Monday, October 8, 2012

The Arts of Tibet

This year we decided to buy four season tickets to the events that come to the local Performing Arts Center.  Quick calculations revealed that the cost of a babysitter was the same as the cost of tickets for the kids, so taking them with us or leaving them at home makes no difference from a money point of view.

And I see the tickets as part of our education budget, as well.  When I was growing up my parents took me to lots of performing arts experiences, from the local community orchestra and Gilbert and Sullivan group they were parts of to the avant garde events at the local University, to the Seattle Opera, Symphony, and Pacific Northwest Ballet.  It was a big part of my life, and of my homeschool education.

We took the catalog of possible events and went through it as a family, marking the things everyone was interested in, and then narrowing down the selections to a reasonable amount for our budget.

Some of the things the kids picked were obvious choices from a kids point of view (The Stunt Dog Experience?  Of course!), but I was surprised at their pick of The Mystical Arts of Tibet.


It was a great choice, though, and a great opportunity for a short unit study on Tibet.

We read a couple books: Our Journey from Tibet , and Learning from the Dalai Lama.

We watched some videos about mandala art, which inspired Hypatia to make her own mandala design. I was impressed that she did this project on her own: her own idea, her own work, her own time as it took a long time to do all the detailed coloring, and her own pleasure at the result.

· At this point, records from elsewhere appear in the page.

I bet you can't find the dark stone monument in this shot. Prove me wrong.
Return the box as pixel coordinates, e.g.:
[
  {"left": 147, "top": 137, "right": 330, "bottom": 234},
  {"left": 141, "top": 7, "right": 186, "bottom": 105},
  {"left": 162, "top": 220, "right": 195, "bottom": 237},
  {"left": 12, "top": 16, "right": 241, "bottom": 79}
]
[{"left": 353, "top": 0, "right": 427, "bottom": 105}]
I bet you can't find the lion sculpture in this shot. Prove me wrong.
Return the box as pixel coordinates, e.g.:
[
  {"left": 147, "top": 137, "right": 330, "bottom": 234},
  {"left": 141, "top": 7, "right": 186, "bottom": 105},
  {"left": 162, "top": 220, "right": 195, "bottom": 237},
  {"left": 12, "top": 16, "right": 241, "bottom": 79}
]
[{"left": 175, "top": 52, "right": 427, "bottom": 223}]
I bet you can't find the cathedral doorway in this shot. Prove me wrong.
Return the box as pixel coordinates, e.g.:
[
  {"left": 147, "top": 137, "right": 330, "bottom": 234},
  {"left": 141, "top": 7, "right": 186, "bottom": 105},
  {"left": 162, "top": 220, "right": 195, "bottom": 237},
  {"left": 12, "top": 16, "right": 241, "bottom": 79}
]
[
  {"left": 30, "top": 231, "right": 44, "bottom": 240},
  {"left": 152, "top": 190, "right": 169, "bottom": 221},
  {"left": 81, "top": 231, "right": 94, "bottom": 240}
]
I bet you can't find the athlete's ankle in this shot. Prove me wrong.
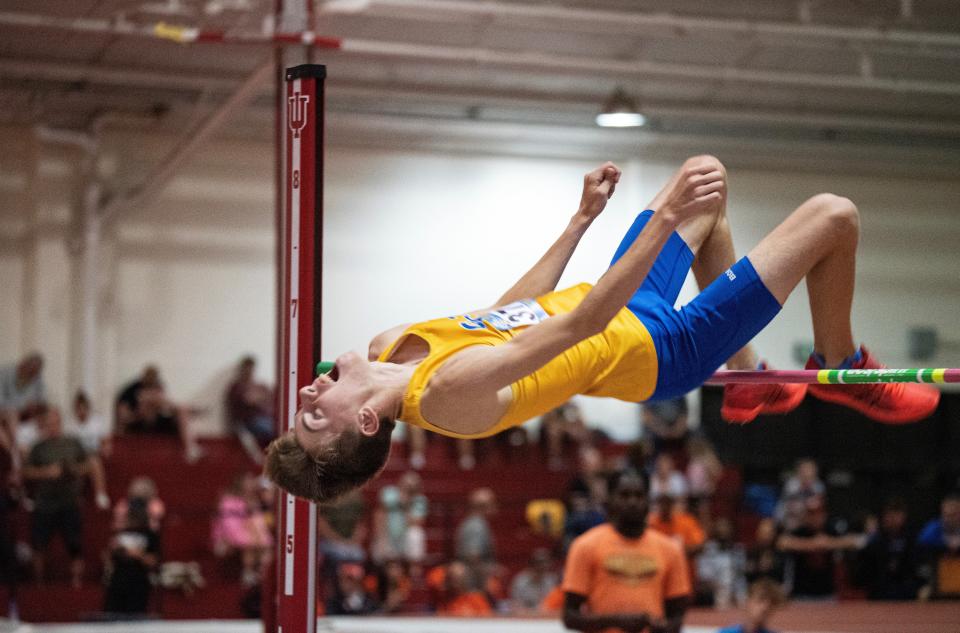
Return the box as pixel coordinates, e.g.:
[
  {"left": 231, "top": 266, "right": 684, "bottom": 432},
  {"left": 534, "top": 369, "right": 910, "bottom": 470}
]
[{"left": 810, "top": 346, "right": 862, "bottom": 369}]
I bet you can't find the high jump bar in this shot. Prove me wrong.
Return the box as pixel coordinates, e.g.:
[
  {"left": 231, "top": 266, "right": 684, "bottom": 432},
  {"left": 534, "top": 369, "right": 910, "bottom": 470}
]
[{"left": 706, "top": 368, "right": 960, "bottom": 385}]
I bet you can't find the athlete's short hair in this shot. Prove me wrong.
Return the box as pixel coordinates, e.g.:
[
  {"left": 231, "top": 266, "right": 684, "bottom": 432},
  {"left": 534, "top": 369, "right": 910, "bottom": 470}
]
[{"left": 264, "top": 418, "right": 395, "bottom": 503}]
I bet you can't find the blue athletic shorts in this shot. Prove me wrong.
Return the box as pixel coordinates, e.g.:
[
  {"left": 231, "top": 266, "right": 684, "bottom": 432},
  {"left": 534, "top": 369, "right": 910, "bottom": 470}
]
[{"left": 610, "top": 210, "right": 782, "bottom": 401}]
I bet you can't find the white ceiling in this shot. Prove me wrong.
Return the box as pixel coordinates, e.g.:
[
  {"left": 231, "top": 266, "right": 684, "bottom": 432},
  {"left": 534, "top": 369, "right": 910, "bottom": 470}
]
[{"left": 1, "top": 0, "right": 959, "bottom": 158}]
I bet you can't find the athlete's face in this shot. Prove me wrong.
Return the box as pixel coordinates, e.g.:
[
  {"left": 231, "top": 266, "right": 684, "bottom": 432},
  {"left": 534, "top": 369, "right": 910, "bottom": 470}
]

As part of the event, the monks were making a sand mandala and it was open to the public to come view in process throughout the week.  We visited it in progress and watched them at work - it's really an amazing process as they shake the sand out with so much precision and care.

And then the performance (which I had to miss for work unfortunately) had music and dance and has inspired some dance and performance of their own today.


1 comment:

  1. I love the last picture - she's so serious and intent, and her movement is so graceful.